Au cœur de la décision figure la mesure prévoyant la déchéance du mandat parlementaire en cas de dix absences consécutives aux séances plénières. Pour le Conseil constitutionnel, une telle sanction ne peut être instituée par le Règlement intérieur de l’Assemblée nationale.
Dans sa décision, le Conseil rappelle que la Constitution encadre strictement les causes de perte du mandat de député.
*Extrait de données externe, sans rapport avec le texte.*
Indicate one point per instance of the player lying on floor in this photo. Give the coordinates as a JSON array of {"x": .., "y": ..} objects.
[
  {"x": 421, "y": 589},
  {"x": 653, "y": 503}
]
Celles-ci sont notamment liées à la démission du parti en cours de législature ou à une condamnation pénale devenue définitive.
La création, par le biais du Règlement intérieur, d’une nouvelle cause de déchéance du mandat parlementaire constitue ainsi une atteinte aux dispositions de la loi fondamentale. Les dispositions prévoyant cette sanction ont donc été déclarées contraires à la Constitution.
Par voie de conséquence, les termes du texte faisant référence à cette démission ou déchéance d’office ont également été censurés.
Pour le reste, le Conseil constitutionnel a jugé les autres dispositions de la loi organique conformes à la Constitution, sous réserve toutefois des règles applicables aux députés élus à l’étranger. La réforme du Règlement intérieur de l’Assemblée nationale est ainsi partiellement validée, mais amputée de son dispositif le plus controversé relatif aux absences répétées des parlementaires.